The big, little invasion: How non-native species eat into urban resources

The study prompts a re-look at the scale of the damage, finding that between 1965 and 2021, 61 invasive species accounted for cumulative costs of $326.7 billion across 24 countries.
Last Updated 26 February 2024, 23:38 IST

Bengaluru: The impact of invasive biological species on urban spaces has been studied largely in their ecological context. There is consensus on the many risks non-native species bring to cities but the economic fallout of their presence is not deeply understood.

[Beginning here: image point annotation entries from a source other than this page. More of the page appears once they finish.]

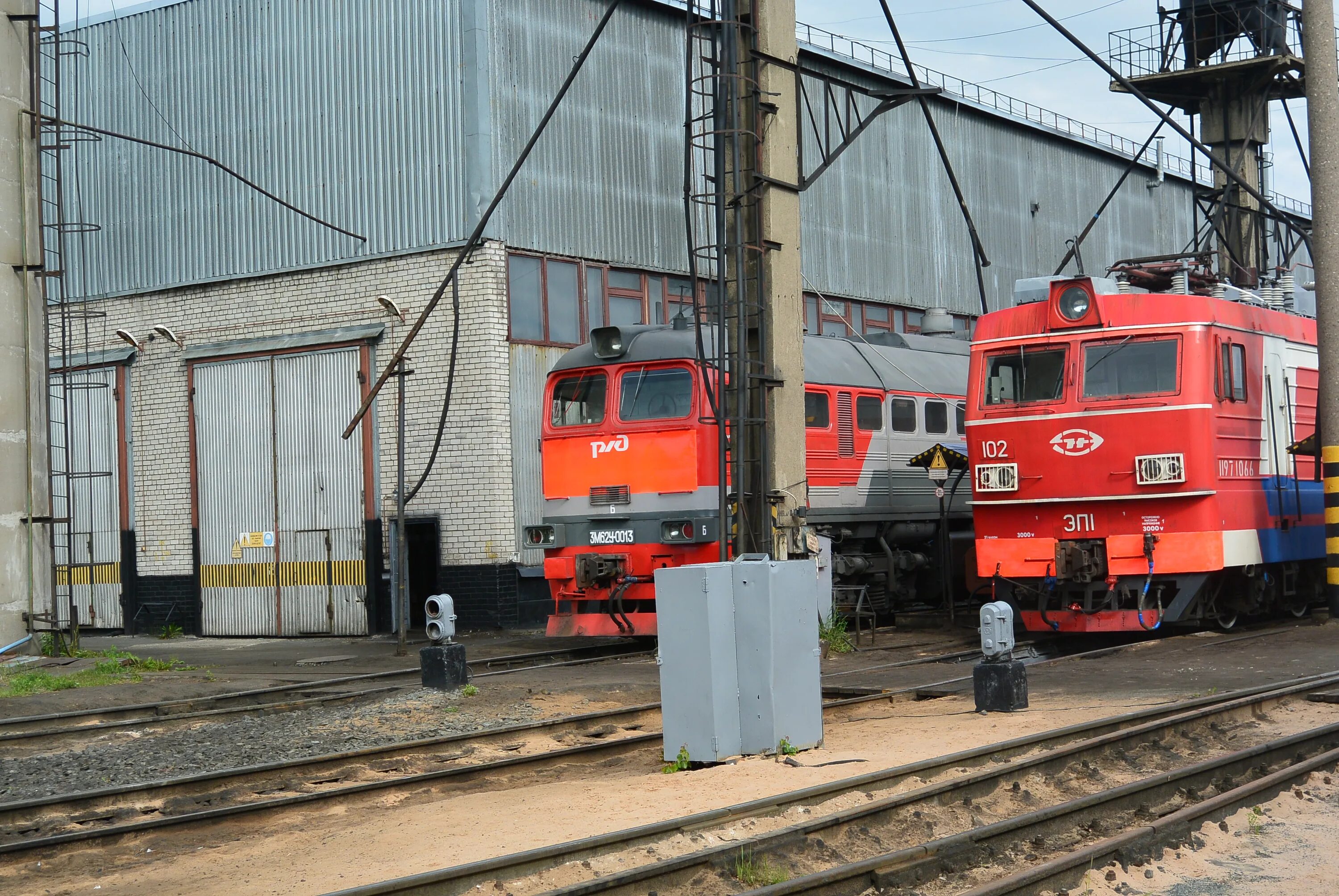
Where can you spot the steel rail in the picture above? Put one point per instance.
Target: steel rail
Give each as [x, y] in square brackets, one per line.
[168, 710]
[462, 878]
[894, 867]
[1172, 828]
[315, 763]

An international team of 19 researchers studied available data to assess the damage. The study prompts a re-look at the scale of the damage, finding that between 1965 and 2021, 61 invasive species accounted for cumulative costs of $326.7 billion across 24 countries (India not among them), at an average annual cost of $5.7 billion.

Costs in urban areas that constitute only between 0.6 per cent and 3 per cent of the earth's surface represent approximately 15 per cent of the total global economic impact caused by these species.

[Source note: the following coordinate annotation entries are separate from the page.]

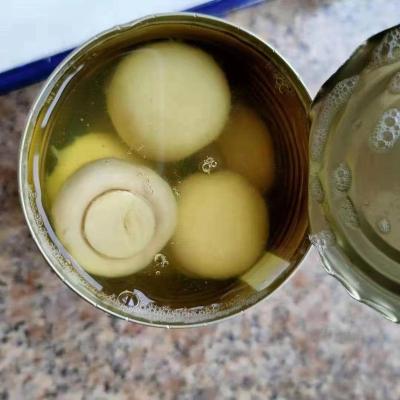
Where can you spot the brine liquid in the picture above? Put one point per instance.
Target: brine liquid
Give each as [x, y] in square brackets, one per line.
[80, 109]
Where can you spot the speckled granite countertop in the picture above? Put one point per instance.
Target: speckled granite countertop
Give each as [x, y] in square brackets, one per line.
[307, 341]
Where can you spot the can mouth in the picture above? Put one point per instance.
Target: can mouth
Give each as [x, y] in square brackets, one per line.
[274, 86]
[354, 173]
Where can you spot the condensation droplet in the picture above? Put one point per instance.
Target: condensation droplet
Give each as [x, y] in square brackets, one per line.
[387, 131]
[208, 165]
[323, 239]
[128, 298]
[342, 177]
[383, 225]
[336, 98]
[317, 192]
[161, 260]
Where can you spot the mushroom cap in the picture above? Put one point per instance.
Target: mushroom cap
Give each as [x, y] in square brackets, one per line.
[247, 147]
[83, 149]
[222, 226]
[168, 99]
[114, 216]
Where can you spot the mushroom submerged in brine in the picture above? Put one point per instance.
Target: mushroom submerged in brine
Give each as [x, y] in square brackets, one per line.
[160, 176]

Invasive species are transported by humans beyond their natural bio-geographic range and can spread in their introduced range. Insects were found responsible for more than 99 per cent of the reported costs ($324.4 billion), followed by birds ($1.4 billion). The costs were largely reported in the public and social welfare sectors ($254.3 billion).

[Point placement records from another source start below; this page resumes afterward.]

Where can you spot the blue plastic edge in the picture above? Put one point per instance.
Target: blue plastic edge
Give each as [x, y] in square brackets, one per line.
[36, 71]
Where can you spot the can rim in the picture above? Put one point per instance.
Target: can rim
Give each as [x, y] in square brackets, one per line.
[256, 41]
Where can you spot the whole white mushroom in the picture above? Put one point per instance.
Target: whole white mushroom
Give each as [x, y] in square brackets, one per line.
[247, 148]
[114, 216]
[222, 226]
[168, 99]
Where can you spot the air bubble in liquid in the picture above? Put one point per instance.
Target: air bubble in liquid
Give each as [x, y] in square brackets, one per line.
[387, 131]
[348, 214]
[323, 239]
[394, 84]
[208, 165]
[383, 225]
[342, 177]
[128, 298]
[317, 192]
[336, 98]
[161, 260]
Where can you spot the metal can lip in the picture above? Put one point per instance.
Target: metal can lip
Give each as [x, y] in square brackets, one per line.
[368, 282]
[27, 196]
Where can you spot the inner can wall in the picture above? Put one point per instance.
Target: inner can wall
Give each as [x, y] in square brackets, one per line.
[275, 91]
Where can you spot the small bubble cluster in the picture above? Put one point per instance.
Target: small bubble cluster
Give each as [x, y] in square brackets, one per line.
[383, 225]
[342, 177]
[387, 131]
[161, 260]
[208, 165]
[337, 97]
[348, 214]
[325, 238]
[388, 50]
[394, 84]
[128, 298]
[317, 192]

The US, China, and Australia reported the highest expenses — $261.5 billion, $518 million, and $169 million, respectively.

Under-reporting of costs

Ecologist and evolutionary biologist Alok Bang who was part of the team highlighted the poor understanding in countries, including India, of the social and economic impact of invasive species on urban areas. The study proposes stronger policies and greater stakeholder engagement to address the issue.

Titled Economic costs of invasive non-native species in urban areas: An underexplored financial drain and published in Science of the Total Environment, the study cited predictions that the number of most taxonomic groups of invasive species will increase until 2050.

It also revealed under-reporting of costs in other countries — 73 countries have occurrences of costly invasive species in urban areas but no monetary costs were reported. The statistics were sourced from InvaCost, a global database of economic costs attributed to invasive species.

The expenses were grouped under damage costs, management costs, and a mixed category. Invasive species have been found to impact the quality of people’s lives, including through damage to buildings and public infrastructure. “They also feed on stored food, cause allergies, and transmit diseases. These impacts become particularly significant in densely populated areas where a larger number of people are affected more quickly,” Bang, a researcher at the Azim Premji University in Bhopal, told DH.

Topping the list of the “costliest” species is the Formosan subterranean termite at $252.1 billion which is 77.2 per cent of the total costs. The emerald ash borer ($3.7 billion), the red fire ant ($1.6 billion), the Mediterranean fruit fly ($1.6 billion), and the feral pigeon ($1.4 billion) make the top 5. Costs caused by other species, like the Aedes mosquitoes, are likely to have been underestimated, Bang said.

A paper Bang co-authored in 2022 estimated that between 1960 and 2020, invasive species cost India between $127.3 billion and $182.6 billion but most of these costs were not assigned to specific sectors, types, or contributing species.

Two non-native plants accounted for 95 per cent of the total costs recorded for invasive plants — the common ragweed which affects the health sector (damage losses), and the halfa grass which increases the management costs.